Photo credit: Rex Shutterstock
Photo credit: Rex Shutterstock

From Digital Spy

When you're rushing to catch a plane or train, wheelie suitcases can't half slow you down, rocking from side to side before they humiliatingly topple over – and you miss whatever it is you're running for.

Now, just in time for holiday season, scientists have answered our travel prayers and told us how to stop it happening. Apparently, it's to do with how we're walking…

Researchers in France studied a model suitcase on a treadmill to find out exactly what happens when a wheeled suitcase travels at high speed, the BBC reports. They discovered that if a regular side-to-side swing develops, going faster led to smaller swings.

"Thus, one should accelerate rather than decelerate to attenuate the amplitude of oscillations," they conclude. "A non-experienced suitcase puller would not react this way.
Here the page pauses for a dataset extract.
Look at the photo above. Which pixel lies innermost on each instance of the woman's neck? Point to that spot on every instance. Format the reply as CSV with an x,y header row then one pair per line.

The outcome should not be dramatic for a suitcase, but it could be troublesome for a trailer towed by a vehicle."

The results, published in the the journal Royal Society Proceedings A, explain that instability of a two-wheeled bag occurs because the two wheels are fixed together on a rod.

"The friction force at the rolling wheels constrains wheels to roll without slipping," the report states. "This constraint imposes a coupling between the translational motion and the three-dimensional rotational motion of the suitcase that drives the rocking instability."

And this theory applies to more than just bags on wheels.

"The suitcase is a fun way to tackle the problem but the study would be the same for any trolley with two wheels or blades," Sylvain Courrech du Pont of Universite Paris-Diderot, who led the study, told BBC News. "So it will be the same for a caravan or maybe also for airplanes."